I have 2000 datasets that contain no more than 1000 2D variables. I am going to group these datasets anywhere from 20-100 clusters based on affinity. However, I am having problems with a reliable method for comparing datasets. I tried several (rather primitive) approaches and did a lot of research, but I can not find anything that matches what I need to do.
I placed the image below from three sets of my data. Data is limited to 0-1 on the y axis and is within the range of 0-0.10 on the x axis (in practice, but may be greater than 0.10 in theory).
The form and relative proportions of the data are probably the most important for comparison. However, the absolute locations of each dataset are also important. In other words, the closer the relative position of each individual point to the individual points of another data set, the more they will be similar, and then their absolute positions should be taken into account.
Green and red should be considered as very different, but the push is coming, they should be more like blue and red.
I tried:
- compare based on total kinks and deviations
- variables are divided into coordinate areas (i.e. (0-0.10, 0-0.10), (0.10-0.20, 0.10-0.20) ... (0.9-1 , 0, 0.9-1.0)) and compare the similarity based on common points in the regions
- I tried to measure the average Euclidean distance to the nearest neighbors among the datasets.
All of them gave erroneous results.
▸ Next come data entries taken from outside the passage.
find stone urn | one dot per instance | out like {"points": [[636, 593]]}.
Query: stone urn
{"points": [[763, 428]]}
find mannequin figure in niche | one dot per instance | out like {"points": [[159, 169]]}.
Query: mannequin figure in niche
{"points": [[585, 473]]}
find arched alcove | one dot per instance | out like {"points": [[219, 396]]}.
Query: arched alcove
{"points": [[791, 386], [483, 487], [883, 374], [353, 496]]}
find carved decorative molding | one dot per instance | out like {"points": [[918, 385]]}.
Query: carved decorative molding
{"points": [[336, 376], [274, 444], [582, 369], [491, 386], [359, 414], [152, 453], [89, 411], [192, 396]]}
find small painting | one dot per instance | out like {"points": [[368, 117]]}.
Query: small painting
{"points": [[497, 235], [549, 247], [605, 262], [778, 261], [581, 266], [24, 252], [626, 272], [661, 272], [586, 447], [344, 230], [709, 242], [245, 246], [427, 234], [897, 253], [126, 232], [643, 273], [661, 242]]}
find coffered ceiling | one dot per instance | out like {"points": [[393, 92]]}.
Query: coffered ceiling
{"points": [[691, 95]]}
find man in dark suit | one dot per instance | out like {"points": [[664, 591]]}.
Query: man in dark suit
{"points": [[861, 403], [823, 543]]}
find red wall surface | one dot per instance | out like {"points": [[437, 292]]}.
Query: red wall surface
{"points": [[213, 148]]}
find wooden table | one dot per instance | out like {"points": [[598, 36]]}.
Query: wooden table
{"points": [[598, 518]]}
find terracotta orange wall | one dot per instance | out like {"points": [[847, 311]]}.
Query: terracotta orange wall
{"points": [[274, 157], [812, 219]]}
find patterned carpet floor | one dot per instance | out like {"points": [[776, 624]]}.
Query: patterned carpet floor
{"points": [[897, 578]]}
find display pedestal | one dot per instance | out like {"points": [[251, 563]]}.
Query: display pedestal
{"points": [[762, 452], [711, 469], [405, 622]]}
The closest answer I could find in my research is Appropriate similarity metrics for several sets of 2D coordinates . "However, the answer to this question involves comparing the average distance between nearest neighbors from the center of gravity, which, it seems to me, will not work for me as a direction, as important as distance for my purposes.
I could add that this will be used to generate data for input of another program and will be used only sporadically (mainly for generating different data sets with different numbers of clusters), therefore algorithms that do not require much time are missing questions.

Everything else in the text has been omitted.